Lee’s exploration of abjection—linked to the body's waste and its abject states—becomes central to her work. Kristeva posits that excretions like pus and filth mark the fragile boundary sustaining life against death. In Black Sun: Asshole sculpture (2023), Lee visualizes biological survival through the imagery of expelling fluids and rot. Across her previous projects, including the Venice Biennale (2022) and Carnegie International (2022), Lee has consistently generated uncanny materials—regurgitated, spilled, oozing substances that suggest alien existences born from forgotten bodily memories.
Lee’s exceptional technical prowess evokes the feeling that she could conjure creatures straight from the Han River’s depths. She visualizes the hidden, unspoken life beneath the skin, preserving and extending life through her tactile, viscous installations. The ambiguous substances, the alien textures, and the visceral materiality evoke forgotten desires and obscure life forms.

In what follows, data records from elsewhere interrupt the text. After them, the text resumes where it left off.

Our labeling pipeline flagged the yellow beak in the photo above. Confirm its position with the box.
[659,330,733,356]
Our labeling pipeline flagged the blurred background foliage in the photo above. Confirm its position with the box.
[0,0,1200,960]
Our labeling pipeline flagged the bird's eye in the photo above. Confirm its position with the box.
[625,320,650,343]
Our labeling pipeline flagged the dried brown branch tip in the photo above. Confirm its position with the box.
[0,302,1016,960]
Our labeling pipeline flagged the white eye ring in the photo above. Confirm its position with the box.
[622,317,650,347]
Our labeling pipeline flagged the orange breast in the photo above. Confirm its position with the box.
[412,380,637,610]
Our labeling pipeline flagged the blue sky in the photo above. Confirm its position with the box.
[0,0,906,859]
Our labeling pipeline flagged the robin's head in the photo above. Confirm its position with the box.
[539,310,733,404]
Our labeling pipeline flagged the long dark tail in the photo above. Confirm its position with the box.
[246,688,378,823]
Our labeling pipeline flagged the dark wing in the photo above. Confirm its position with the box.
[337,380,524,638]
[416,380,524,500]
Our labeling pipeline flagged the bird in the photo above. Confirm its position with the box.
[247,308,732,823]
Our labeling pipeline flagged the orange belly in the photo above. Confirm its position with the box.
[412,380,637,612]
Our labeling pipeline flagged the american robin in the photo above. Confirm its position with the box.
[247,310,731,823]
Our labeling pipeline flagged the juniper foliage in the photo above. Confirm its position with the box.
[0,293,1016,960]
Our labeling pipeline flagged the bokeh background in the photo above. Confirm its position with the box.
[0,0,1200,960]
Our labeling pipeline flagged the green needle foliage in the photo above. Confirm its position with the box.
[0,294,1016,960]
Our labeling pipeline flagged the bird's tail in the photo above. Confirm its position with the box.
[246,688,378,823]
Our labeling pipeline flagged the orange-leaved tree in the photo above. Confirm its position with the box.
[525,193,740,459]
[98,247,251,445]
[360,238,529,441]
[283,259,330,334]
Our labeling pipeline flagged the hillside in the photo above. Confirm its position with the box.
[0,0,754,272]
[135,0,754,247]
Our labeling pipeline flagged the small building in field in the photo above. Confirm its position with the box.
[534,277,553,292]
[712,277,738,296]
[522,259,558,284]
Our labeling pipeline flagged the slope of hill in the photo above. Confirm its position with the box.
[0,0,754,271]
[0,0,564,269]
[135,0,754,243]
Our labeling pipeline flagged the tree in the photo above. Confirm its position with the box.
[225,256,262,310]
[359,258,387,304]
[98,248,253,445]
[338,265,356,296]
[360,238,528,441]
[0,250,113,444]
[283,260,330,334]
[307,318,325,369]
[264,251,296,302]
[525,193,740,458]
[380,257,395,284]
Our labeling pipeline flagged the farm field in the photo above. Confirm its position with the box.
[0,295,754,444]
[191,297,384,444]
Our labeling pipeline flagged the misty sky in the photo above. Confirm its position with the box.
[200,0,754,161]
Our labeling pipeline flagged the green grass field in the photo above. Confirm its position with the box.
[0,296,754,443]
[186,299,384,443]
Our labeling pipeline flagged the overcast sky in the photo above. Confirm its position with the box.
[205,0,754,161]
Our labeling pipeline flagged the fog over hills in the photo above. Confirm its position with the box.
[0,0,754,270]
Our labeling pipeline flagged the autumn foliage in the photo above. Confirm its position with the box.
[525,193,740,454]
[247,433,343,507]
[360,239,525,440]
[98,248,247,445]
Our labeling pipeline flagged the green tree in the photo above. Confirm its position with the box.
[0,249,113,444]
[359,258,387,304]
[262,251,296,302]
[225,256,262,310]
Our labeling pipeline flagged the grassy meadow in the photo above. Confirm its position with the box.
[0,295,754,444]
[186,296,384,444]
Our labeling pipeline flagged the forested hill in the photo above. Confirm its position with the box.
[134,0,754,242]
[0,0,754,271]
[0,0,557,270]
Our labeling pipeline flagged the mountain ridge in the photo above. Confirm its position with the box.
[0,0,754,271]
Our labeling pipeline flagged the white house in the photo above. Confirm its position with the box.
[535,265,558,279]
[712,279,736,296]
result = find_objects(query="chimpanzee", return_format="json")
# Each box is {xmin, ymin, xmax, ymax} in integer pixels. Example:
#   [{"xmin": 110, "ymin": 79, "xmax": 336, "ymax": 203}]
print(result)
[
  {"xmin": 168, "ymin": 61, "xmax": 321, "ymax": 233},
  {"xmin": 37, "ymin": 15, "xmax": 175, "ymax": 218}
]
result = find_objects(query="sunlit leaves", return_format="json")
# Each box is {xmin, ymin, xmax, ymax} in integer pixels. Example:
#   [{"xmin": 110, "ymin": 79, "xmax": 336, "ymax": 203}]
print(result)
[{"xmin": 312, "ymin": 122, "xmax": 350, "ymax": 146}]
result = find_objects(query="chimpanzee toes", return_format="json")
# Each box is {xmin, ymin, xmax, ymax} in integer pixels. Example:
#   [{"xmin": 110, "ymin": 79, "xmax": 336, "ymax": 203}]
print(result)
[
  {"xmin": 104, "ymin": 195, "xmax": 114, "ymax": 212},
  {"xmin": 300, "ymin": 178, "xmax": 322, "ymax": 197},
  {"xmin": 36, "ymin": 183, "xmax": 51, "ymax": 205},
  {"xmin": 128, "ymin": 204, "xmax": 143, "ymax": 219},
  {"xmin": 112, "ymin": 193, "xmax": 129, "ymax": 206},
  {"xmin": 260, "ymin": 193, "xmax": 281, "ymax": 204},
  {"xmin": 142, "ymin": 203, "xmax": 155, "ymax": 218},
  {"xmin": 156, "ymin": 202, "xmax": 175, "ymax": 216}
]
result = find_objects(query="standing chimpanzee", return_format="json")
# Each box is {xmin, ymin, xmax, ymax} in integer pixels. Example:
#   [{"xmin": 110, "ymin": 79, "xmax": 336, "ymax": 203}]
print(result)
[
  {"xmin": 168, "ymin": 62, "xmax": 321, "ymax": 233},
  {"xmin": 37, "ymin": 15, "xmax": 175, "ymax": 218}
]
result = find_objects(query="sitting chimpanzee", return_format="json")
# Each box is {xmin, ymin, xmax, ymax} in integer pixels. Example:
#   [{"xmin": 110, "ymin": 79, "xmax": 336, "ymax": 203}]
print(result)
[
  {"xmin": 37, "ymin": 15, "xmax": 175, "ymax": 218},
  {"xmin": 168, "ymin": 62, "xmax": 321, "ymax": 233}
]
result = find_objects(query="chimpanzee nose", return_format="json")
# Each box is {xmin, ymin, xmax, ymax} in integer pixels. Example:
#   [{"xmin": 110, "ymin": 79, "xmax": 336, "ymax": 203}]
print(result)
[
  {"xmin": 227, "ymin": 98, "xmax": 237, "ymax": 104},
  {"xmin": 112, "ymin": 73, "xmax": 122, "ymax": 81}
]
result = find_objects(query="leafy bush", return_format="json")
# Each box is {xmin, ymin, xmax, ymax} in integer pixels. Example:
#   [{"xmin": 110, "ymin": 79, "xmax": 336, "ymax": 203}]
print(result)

In her new body of work, lowly materials, traces of sexual difference, polluted elements, and broken machines come together in a grotesque yet mesmerizing fusion, birthing new forms of life that eventually return to a liberated self. Perhaps, that ultimate destination is a return to a maternal embrace. In the world of melancholia, where the dark abyss, the extinguished sun, cold ruthlessness, and suspended time prevail, Lee’s monstrous creations fight desperately to live—to breathe—even under the unbearable weight of despair.

To sink again, deeply, struggling even to breathe.